Но слово памятно: пустяк. По-французски — «багатель». «Милое, ни к чему не обязывающее произведение искусства», как свидетельствует словарь… Эти пьески мажорного напева, эти кружева, которым так тесно в тканевых телах, что они так и норовят преобразиться в бабочек и упорхнуть за абрис луга…
Именно здесь мы становимся свидетелями поистине титанической борьбы. «Жалкий» лермонтовский человек, гордец и соглядатай чудовищных зверств рода людского, вступает в соревнование с вечностью, объявляя ее ничтожной в то же самое время, как вечность объявляет ничтожным его самого.
Где исход этого основного противостояния? Там, конечно, где вечность с ее трансцендентным трагизмом сокрушается человеческим, слишком человеческим оружием: багателью, безделкой, но только видимой. Стихами, в которых оберегается каждый гран вечности.

Пренебрегать не смею даже каплей
из озера подхваченной веслом,
ни ряской, шелушащейся на гладком,
ни глубины боящимся теплом

— все здесь точно и емко, будто на объемной, чувственной фотографии душевного проникновения в сто тысяч раз увиденное и ощущенное.
Преимущественный хронотоп этих стихов — лето, потому что речь в них идет о вторичном пребывании Евы в Раю. И, что драматично, уже без Адама. Ева на экскурсии. Ева вспоминает. Ева зовет. Ева купила домик в Парадизе.

Еще пойдет пылать за флоксом флокс,
мотивы лета повторяя вкратце,
но чем-то новым будут звоны ос
и шелест ливней
в сердце отзываться

Она ждет уже потому, что женское предназначение древнее самой вечности и не может прерываться из-за всяких там пустяков вроде конца света, ядерных войн и прочей чепухи. Есть вещи намного важнее, мыслит прародительница, в нутряную суть которой Грачёва падает стремительно и безвозвратно.
Но не время еще прощаться с ней, искусство которой еще может набрать невозможной и немыслимой высоты за счет совершенствования поэтической техники.

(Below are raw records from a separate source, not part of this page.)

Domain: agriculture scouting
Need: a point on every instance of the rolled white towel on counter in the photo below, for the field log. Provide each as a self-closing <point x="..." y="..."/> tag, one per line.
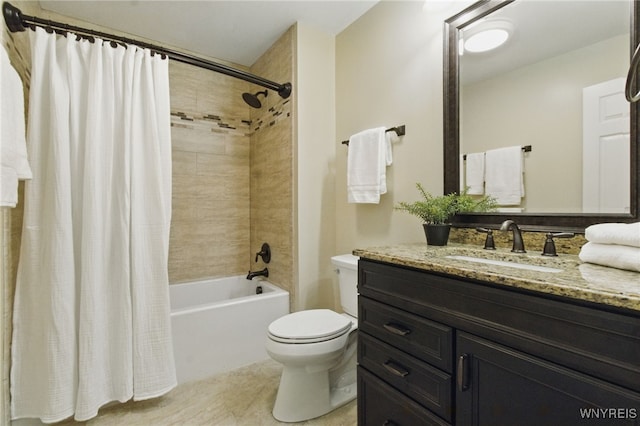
<point x="614" y="256"/>
<point x="626" y="234"/>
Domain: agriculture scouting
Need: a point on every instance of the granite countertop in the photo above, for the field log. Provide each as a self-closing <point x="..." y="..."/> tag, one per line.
<point x="576" y="280"/>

Прозрачной став, душа пустого сада
На невесомый сон обречена,
А в каждом завитке литой ограды
Прибавилось как будто чугуна

— пишется об осени взглядом медленным, ведущим зрачком по каждому завитку, взвешивающим его в ладонях чистых и жертвенных.
…Когда-нибудь, во времена разумные и минимально брезгливые, экологичные к человеческому времяпрепровождению на этой земле, люди скопом еще не раз поклонятся тем, кто в смуту и подлость имел силы надеяться и следовать своему извечному предназначению, каким бы угнетающим оно ни казалось именно в смуту.
Полагаю, в длиннейших списках тех, кому нужно будет отдать благодарственный поклон, будет и имя Арины Грачёвой. В номинации уберегшей образ поэзии от поругания и в виде песочных часов в натуральную величину.